What it IS, is Airwindows strangeness in an exceedingly pure form.

You get compression, attack speed, release speed, color, makeup gain, and dry/wet.

Compression includes some makeup gain adjusting. Don’t crank it out unless you want a rude shock, this plugin can put out VERY loud outputs.

Attack speed is faster as the control’s turned up. At slower attack speeds, the plugin’s actually putting a delay on the sensor, like anti-lookahead, to produce bigger transient spikes. This is in effect very early, so one interesting side effect is that the compression artifacts totally stop connecting to the waveforms, especially at very slow values. That’s uncommon for software compressors.

Release speed’s also faster as the control’s turned up. If you crank both, it’s very sputtery while still being unmanageably spikey. Slowing down attack speed gives you big fat chunky attack transients that are instantly suppressed.

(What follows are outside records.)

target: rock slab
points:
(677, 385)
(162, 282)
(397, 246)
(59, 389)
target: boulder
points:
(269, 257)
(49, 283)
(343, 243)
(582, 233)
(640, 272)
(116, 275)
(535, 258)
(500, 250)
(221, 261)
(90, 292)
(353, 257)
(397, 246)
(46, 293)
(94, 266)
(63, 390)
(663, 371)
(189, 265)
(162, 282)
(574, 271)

Color is like a distortion that can get obnoxious on some sounds. It’s pretty much JUST an overdrive put on the front of the compressor before anything gets compressed. It’ll distort things before the comp gets ’em, if you want to stop the comp from getting knocked back too hard.

Makeup Gain is probably going to have to be set very low. This thing really jumps around when hit with program material. It’s more a suggestion than a straight-up output level control. Dry/Wet is what you’d expect, thankfully.

The biggest strength of this thing is squishing stuff like drums in such a way that the transient spike pokes out unreasonably, and making odd washy floating textures. It’s VERY HARD to control. It does manage a certain ‘fluid’ tone exceptionally well: up to you if you think that’s worth the effort. It’s free, have fun wrestling with the wild plugin.